Additional mechanisms, such as genetic alterations in genes such as ASXL1, CBL,
IDH1, IDH2, RUNX1, TET2, EZH2, LNK, among others, can play a role in MPNs
etiophatogenesis. Interestingly, some of these genes were shown to be directly or
indirectly implicated in regulation of DNA methylation. Although this mechanism has
not been fully elucidated in MPNs, it may have therapeutic potential, as
hypomethylating agents are already used in the treatment of myeloid neoplasms.

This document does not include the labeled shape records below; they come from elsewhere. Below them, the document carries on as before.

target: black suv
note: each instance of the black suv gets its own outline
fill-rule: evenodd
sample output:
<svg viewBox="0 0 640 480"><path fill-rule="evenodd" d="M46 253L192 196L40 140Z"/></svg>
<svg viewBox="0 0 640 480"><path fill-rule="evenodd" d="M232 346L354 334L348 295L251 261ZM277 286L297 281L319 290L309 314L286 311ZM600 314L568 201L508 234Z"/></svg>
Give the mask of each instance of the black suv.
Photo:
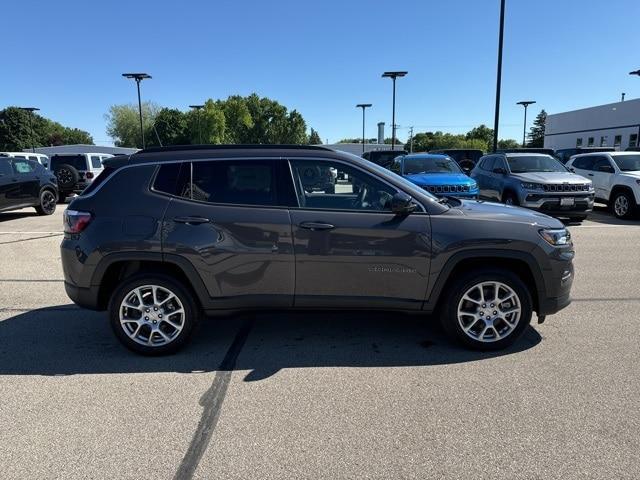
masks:
<svg viewBox="0 0 640 480"><path fill-rule="evenodd" d="M499 349L570 302L558 220L438 199L347 153L192 146L104 163L65 211L65 288L137 352L175 351L202 314L289 308L437 312L465 345ZM310 192L316 167L348 180Z"/></svg>
<svg viewBox="0 0 640 480"><path fill-rule="evenodd" d="M56 211L56 177L38 162L0 157L0 212L35 207L40 215Z"/></svg>

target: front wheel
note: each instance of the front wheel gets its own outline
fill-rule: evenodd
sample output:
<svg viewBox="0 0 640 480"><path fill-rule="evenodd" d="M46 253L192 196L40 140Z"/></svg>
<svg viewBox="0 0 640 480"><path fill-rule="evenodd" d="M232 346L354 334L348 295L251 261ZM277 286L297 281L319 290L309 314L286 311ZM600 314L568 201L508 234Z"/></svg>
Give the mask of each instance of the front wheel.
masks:
<svg viewBox="0 0 640 480"><path fill-rule="evenodd" d="M514 343L531 322L531 295L515 274L479 270L456 279L441 321L450 337L476 350L500 350Z"/></svg>
<svg viewBox="0 0 640 480"><path fill-rule="evenodd" d="M40 203L36 205L38 215L52 215L56 211L56 195L51 190L40 193Z"/></svg>
<svg viewBox="0 0 640 480"><path fill-rule="evenodd" d="M633 216L633 196L628 192L618 192L613 196L613 213L618 218L631 218Z"/></svg>
<svg viewBox="0 0 640 480"><path fill-rule="evenodd" d="M178 351L199 322L193 295L170 277L141 274L116 288L111 328L125 347L143 355Z"/></svg>

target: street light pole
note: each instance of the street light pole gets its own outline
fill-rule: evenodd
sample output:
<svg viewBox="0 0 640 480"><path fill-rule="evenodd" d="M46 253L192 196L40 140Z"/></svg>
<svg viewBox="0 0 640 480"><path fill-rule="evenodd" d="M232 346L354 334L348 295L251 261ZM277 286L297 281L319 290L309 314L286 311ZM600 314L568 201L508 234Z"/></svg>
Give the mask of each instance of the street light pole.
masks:
<svg viewBox="0 0 640 480"><path fill-rule="evenodd" d="M493 121L493 152L498 149L498 122L500 121L500 86L502 83L502 44L504 40L504 2L500 0L500 35L498 38L498 74L496 79L496 112Z"/></svg>
<svg viewBox="0 0 640 480"><path fill-rule="evenodd" d="M40 111L37 107L18 107L20 110L24 110L25 112L29 112L29 130L31 131L31 152L36 153L36 143L33 138L33 112Z"/></svg>
<svg viewBox="0 0 640 480"><path fill-rule="evenodd" d="M138 87L138 114L140 116L140 137L142 138L142 148L144 149L144 128L142 127L142 100L140 99L140 82L142 80L146 80L147 78L151 78L151 75L146 73L123 73L123 77L133 79L136 81L136 86Z"/></svg>
<svg viewBox="0 0 640 480"><path fill-rule="evenodd" d="M364 153L364 111L366 108L371 107L371 103L359 103L356 108L362 109L362 153Z"/></svg>
<svg viewBox="0 0 640 480"><path fill-rule="evenodd" d="M391 116L391 150L396 148L396 78L404 77L409 72L384 72L383 78L393 80L393 107Z"/></svg>
<svg viewBox="0 0 640 480"><path fill-rule="evenodd" d="M527 107L536 103L535 100L523 100L516 105L522 105L524 107L524 125L522 126L522 148L525 146L525 139L527 138Z"/></svg>
<svg viewBox="0 0 640 480"><path fill-rule="evenodd" d="M200 110L204 108L204 105L189 105L189 108L193 108L196 110L196 115L198 116L198 143L202 145L202 129L200 128Z"/></svg>

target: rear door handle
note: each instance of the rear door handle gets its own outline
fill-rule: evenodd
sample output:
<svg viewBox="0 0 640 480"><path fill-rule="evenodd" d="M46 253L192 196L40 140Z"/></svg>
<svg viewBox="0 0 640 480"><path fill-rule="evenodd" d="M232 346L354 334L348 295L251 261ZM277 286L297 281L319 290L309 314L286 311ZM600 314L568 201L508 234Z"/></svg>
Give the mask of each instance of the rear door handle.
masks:
<svg viewBox="0 0 640 480"><path fill-rule="evenodd" d="M202 223L209 223L209 219L205 217L175 217L173 221L176 223L186 223L187 225L200 225Z"/></svg>
<svg viewBox="0 0 640 480"><path fill-rule="evenodd" d="M336 227L331 225L330 223L322 223L322 222L302 222L298 225L300 228L304 228L306 230L331 230Z"/></svg>

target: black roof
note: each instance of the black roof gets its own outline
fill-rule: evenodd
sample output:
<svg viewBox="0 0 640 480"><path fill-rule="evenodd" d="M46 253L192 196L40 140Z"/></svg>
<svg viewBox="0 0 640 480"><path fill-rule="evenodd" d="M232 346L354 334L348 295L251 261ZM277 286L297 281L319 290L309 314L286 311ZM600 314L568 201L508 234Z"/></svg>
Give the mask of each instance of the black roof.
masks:
<svg viewBox="0 0 640 480"><path fill-rule="evenodd" d="M106 159L105 166L119 168L124 165L169 162L175 160L197 160L220 157L313 157L319 152L325 157L340 158L348 155L317 145L178 145L152 147L129 156Z"/></svg>

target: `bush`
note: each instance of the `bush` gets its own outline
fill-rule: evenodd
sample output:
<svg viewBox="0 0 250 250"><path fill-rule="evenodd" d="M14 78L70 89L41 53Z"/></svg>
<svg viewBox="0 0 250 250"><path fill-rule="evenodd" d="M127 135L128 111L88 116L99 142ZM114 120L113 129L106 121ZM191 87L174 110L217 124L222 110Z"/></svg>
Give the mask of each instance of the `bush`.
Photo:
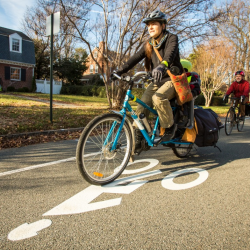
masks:
<svg viewBox="0 0 250 250"><path fill-rule="evenodd" d="M30 92L29 88L27 88L27 87L22 87L20 89L17 89L16 91L17 92Z"/></svg>
<svg viewBox="0 0 250 250"><path fill-rule="evenodd" d="M96 89L96 96L101 97L101 98L107 98L106 88L98 87Z"/></svg>
<svg viewBox="0 0 250 250"><path fill-rule="evenodd" d="M205 97L203 94L200 94L197 96L197 98L194 100L195 105L204 106L205 105Z"/></svg>
<svg viewBox="0 0 250 250"><path fill-rule="evenodd" d="M60 91L62 95L84 95L93 96L93 86L63 85Z"/></svg>
<svg viewBox="0 0 250 250"><path fill-rule="evenodd" d="M7 87L7 91L9 91L9 92L15 92L16 89L13 86L9 86L9 87Z"/></svg>
<svg viewBox="0 0 250 250"><path fill-rule="evenodd" d="M223 97L221 96L213 96L211 100L211 106L225 106L225 102L223 102Z"/></svg>
<svg viewBox="0 0 250 250"><path fill-rule="evenodd" d="M223 92L221 90L216 90L216 91L214 91L213 96L224 96L224 94L223 94Z"/></svg>

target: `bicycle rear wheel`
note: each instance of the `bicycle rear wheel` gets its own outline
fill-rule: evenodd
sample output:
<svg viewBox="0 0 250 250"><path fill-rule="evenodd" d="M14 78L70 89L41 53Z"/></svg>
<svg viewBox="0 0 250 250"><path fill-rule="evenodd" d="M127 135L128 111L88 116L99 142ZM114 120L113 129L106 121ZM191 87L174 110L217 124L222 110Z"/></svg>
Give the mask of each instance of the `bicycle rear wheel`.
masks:
<svg viewBox="0 0 250 250"><path fill-rule="evenodd" d="M91 184L114 181L128 164L132 133L124 123L115 150L111 151L122 117L105 114L92 120L82 132L76 149L76 162L83 178Z"/></svg>
<svg viewBox="0 0 250 250"><path fill-rule="evenodd" d="M243 120L241 120L239 118L239 115L238 115L237 129L239 132L242 132L243 127L244 127L244 123L245 123L245 118Z"/></svg>
<svg viewBox="0 0 250 250"><path fill-rule="evenodd" d="M230 135L232 130L233 130L233 126L234 126L234 110L232 108L230 108L227 112L227 116L226 116L226 120L225 120L225 133L226 135Z"/></svg>
<svg viewBox="0 0 250 250"><path fill-rule="evenodd" d="M172 150L174 154L179 158L185 158L192 150L193 144L174 144Z"/></svg>

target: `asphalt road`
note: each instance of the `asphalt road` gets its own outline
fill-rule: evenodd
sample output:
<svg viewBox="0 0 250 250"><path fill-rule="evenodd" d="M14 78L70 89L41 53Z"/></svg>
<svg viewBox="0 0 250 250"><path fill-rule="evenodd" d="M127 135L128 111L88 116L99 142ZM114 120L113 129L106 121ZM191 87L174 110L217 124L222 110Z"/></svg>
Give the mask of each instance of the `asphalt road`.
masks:
<svg viewBox="0 0 250 250"><path fill-rule="evenodd" d="M106 187L81 178L77 141L1 150L0 249L250 249L249 138L247 120L222 152L151 149Z"/></svg>

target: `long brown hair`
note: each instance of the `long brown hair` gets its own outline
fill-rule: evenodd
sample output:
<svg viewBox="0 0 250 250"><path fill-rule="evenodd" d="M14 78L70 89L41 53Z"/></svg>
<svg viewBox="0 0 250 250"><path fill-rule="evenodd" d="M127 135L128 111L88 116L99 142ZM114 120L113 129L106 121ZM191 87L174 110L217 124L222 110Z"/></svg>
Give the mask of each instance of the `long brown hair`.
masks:
<svg viewBox="0 0 250 250"><path fill-rule="evenodd" d="M153 46L149 43L149 41L147 41L145 44L145 53L146 53L145 69L146 69L146 71L151 70L152 51L153 51Z"/></svg>

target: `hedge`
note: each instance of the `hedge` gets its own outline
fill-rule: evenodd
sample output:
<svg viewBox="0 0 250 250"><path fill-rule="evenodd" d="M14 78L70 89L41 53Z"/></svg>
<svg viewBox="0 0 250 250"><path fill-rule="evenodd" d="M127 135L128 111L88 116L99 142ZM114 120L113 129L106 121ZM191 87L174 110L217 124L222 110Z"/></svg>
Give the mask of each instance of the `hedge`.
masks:
<svg viewBox="0 0 250 250"><path fill-rule="evenodd" d="M110 87L109 87L110 90ZM132 94L135 95L137 98L141 98L142 94L144 93L145 89L133 89ZM85 86L78 86L72 85L67 86L64 85L61 88L60 94L62 95L83 95L83 96L97 96L101 98L106 98L106 88L105 86L92 86L92 85L85 85Z"/></svg>

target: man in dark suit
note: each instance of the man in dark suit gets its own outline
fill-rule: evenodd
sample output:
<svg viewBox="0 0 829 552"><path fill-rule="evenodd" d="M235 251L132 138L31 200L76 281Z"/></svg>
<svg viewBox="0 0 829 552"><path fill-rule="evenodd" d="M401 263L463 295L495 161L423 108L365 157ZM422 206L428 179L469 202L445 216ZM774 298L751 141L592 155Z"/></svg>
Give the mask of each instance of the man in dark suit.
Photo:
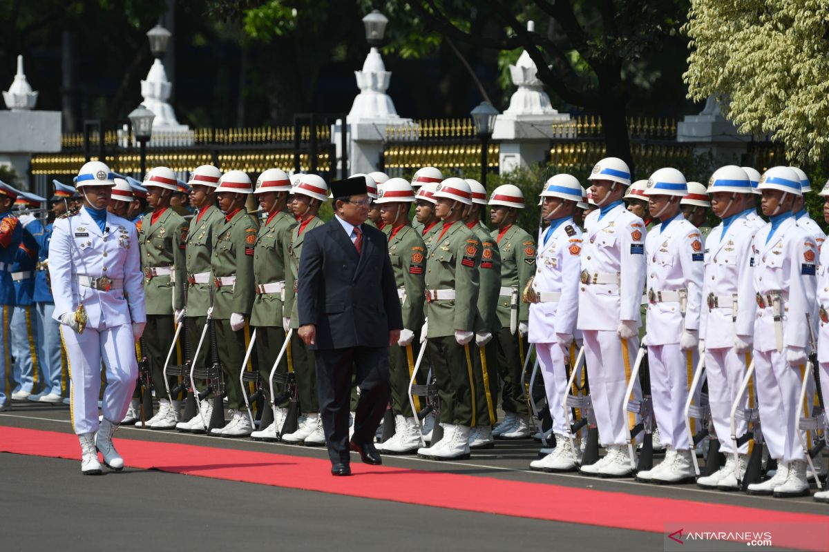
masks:
<svg viewBox="0 0 829 552"><path fill-rule="evenodd" d="M365 224L363 177L332 182L335 216L305 238L298 274L299 337L316 352L317 389L333 475L350 475L349 448L381 463L374 435L389 401L389 345L403 320L386 238ZM360 401L348 442L354 371Z"/></svg>

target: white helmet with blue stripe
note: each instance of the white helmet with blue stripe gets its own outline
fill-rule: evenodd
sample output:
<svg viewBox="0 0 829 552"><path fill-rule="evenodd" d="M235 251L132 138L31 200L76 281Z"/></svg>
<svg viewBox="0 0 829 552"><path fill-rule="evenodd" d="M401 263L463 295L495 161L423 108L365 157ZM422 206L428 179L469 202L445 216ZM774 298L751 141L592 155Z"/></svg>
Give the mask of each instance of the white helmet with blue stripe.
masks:
<svg viewBox="0 0 829 552"><path fill-rule="evenodd" d="M579 179L572 175L553 175L544 185L544 190L539 194L542 198L561 198L569 201L581 201L582 188Z"/></svg>
<svg viewBox="0 0 829 552"><path fill-rule="evenodd" d="M658 169L647 179L645 194L647 196L678 195L683 197L688 194L688 181L676 169L671 167Z"/></svg>
<svg viewBox="0 0 829 552"><path fill-rule="evenodd" d="M788 166L773 166L760 176L760 183L757 185L757 189L763 190L779 190L787 194L794 195L802 195L801 192L800 179L797 173L792 170Z"/></svg>
<svg viewBox="0 0 829 552"><path fill-rule="evenodd" d="M759 181L759 175L757 180ZM732 192L750 194L754 191L751 179L744 170L736 165L726 165L714 171L708 180L708 193Z"/></svg>
<svg viewBox="0 0 829 552"><path fill-rule="evenodd" d="M596 163L587 177L589 180L610 180L626 186L630 185L630 169L618 157L605 157Z"/></svg>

The development of new drugs is essential for the specific therapy of these diseases and
preclinical tests depend on disease models. Cell lines carrying the V617F mutation are
important tools for in vitro studies. Patient’s cells can also be used to study in vitro
responses to different drugs. For in vivo studies, transgenic mice conditionally
expressing the mutation are presented as an interesting model. Alternatively, the
generation of iPS cells from patients can help understanding the pathophysiology of
these diseases and testing new drugs.
Several new inhibitors for tyrosine kinases of the JAK family have been developed,
such as Ruxolitinib, TG101348, Lestaurtinib and XL019. Pre-clinical tests showed
different selectivity for each of the JAK family proteins and inhibition of cell
proliferation. Clinical trials in phase I and phase II have been performed with some of
these inhibitors and at least two of them (Ruxolitinib and TG101348) induced
significant clinical response. Ruxolitinib is the first JAK2 inhibitor approved by the
FDA for MF treatment. Currently other inhibitors are being developed and aim to
achieve molecular remission of the disease, with a real benefit in progression and
survival of these patients.
Keywords: Myeloproliferative diseases, polycythemia vera, essential
thrombocythemia, primary myelofibrosis, mutation, diagnosis, treatment, JAK2,
TET2, Hydroxyurea, JAK inhibitor, mouse models.